How easy was it for African-Americans at the end of WWI to settle in France. Did France offer them citizenship? Was the application difficult ? Did getting the necessary documents from the US pose any problems?
As easy as for any other US citizen.
How easy was it for US citizens to immigrate to France in the years after 1945? I have no information about visa or naturalisation requirements for US citizens specifically, but in the years after the war France suffered a labour shortage and was generally promoting immigration. Ican’t imagine they’d have gone out of their way to put barriers in the way of US citizens that citizens of other countries didn’t face. So getting a visa to settle and work in France was probably not difficult.
As for acquiring citizenship, the French were relatively open about that too; they wanted to encourage people to remain.
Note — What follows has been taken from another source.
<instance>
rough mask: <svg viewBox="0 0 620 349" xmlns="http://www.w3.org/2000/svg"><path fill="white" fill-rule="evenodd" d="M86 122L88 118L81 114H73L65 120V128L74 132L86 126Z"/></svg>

If you had lived lawfully in France for (I think) five years, had no criminal record, had a basic knowledge of the French language and could demonstrate a familiarity with republican values, you could be naturalised as a French citizen. A naturalised French citizen was not required to renounce their former nationality; they could be dual citizens.
On edit: Oh, sorry, you’re asking about after WWI, not WWII. The considerations were broadly similar; France had been actively promoting immigration since the late nineteenth century, and was particularl open to it in the years after WWI because (again) of a labour shortage due to the level of casualties suffered in the war. So I think settling there would not have been difficult. Naturalising as a French citizen, though, I think was difficult.
Thanks US 1. Presumably earning the Croix de Guerre could only have helped.
Couldn’t have hurt. One of the routes to naturalisation in France was serving in the French armed forces. Getting the croix de guerre for service in the US forces in alliance with France isn’t quite the same thing, but it must have helped to ensure a generally favourable disposition.
The official and practical position of the French government since their revolution has been that they are “color-blind”. African-American artists (especially Jazz singers and other musicians) were among the American ex-pats most admired by the French after WWI and the fact that they were given more respect in France than they were in their own country was a source of well deserved pride for France and shame for the United States.
Yes, the first person I thought about when reading the OP was probably the most famous of those African American artists in France after WW I, Josephine Baker, who came to Paris in 1925 and became a sensation there and then in whole Europe. She became a naturalized French citizen in 1935, worked in the réstistance in WW II and got honors and medals for her services after the war from the French state.